It pulls 8.5 pounds of tractive effort - very few LS locos can & do pull this amount. 

I work this loco as I have shared in other posts - it is not a "trailer Queen"... 

One last thought here, and a recommendation also, this truck as I now have it should either run all 12 wheels with tires or none, not a combination of mixed wheels. This would lead to the obvious "imbalanced' problems all over again...so it can be all - or - nothing here.... 

Dirk - DMS Ry.


----------



## Greg Elmassian (Jan 3, 2008)

I agree on the balance part...


----------



## Gary Armitstead (Jan 2, 2008)

Posted By Greg Elmassian on 28 Dec 2012 02:36 PM 
Gary, you might see if it's only from one motor block. 

Also, if your first USAT with the "floppy" axle, read my tips on my USAT PA page, will really help in how it runs... 

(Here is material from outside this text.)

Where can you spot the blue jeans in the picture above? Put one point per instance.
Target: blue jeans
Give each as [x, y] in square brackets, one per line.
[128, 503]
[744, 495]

Greg Yeah, this is ONLY my second "dis-easal" purchased. Also my only purchased of a USAT loco. I'll take a look at your tips. I also have a set of LGB Santa Fe Warbonnets ABBA, that I purchased NEW for my late father, that I'm thinking of converting over to battery.


----------



## Dick413 (Jan 7, 2008)

Dirk 
I have a ? have you ever thought about just making the 3rd axle fixed to the other 2 ? 
your layout is so big it does not need the swing from 3rd axle 
Dick


----------



## SD90WLMT (Feb 16, 2010)

Dick - very good? here...!! 

Granted on My layout the small amount of swing is not needed,... 

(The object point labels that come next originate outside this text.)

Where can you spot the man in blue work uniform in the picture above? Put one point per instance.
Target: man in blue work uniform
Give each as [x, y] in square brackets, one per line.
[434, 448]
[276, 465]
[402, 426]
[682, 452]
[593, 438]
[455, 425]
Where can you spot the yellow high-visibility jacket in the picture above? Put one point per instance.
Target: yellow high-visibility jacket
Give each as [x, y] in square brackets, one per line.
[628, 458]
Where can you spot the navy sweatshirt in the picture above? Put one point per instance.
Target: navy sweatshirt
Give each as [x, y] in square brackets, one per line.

But there is one concept still important here, maintaining traction on all drivers all the time. What I mean is this gives the truck the flexibility to work over ups and downs without lifting a driver set off the rails..any twisting in the track or vertical changes would other wise leave the truck lifting the center axle off the rails, or over a hump will lift one or both the front or rear axle off, thus reducing traction. I'm sure this would be short lived in most cases, but we do not live in an ideal world, even for toys. I felt it was more important to keep all the wheels on the rail all the time.. Call it suspension........... !! 

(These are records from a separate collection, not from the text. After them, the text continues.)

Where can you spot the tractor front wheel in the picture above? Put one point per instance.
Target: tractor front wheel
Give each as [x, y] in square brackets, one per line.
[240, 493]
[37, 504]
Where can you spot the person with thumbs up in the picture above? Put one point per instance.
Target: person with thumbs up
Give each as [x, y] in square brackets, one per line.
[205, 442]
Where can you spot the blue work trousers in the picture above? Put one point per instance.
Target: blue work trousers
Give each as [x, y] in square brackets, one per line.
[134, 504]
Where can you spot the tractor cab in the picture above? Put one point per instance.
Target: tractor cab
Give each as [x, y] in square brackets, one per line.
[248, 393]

Excuse me - had to go see what the rumble was about... 5 lead locos - a mirror image set - 70Ace, 70M, -9, 70M, 70ace...all elephants;.. pulling 40ft. stacks, about 106 of 'em , with bare tables following, heading for John's home.. and these were full heavy cars!! All 135 of em.... 

Dirk - DMS Ry.


----------



## Enginear (Jul 29, 2008)

I like the idea of loading that axle. It may as well be doing something. If possible maybe a simple compression spring against the floor? Dirk, I have watched you modify your trucks. I like that whole build. We both got to get motivated and finish our projects.


----------



## SD90WLMT (Feb 16, 2010)

I install the replacement spring in the original position,....no prob..lem 'o'...! 

A bit stiffer, but it gets cut down to be manageable... I do need to figure out how much is needed for a standard 10 pound loco however, as mine is lots heavier and uses the spring strength I add, trail and error here! 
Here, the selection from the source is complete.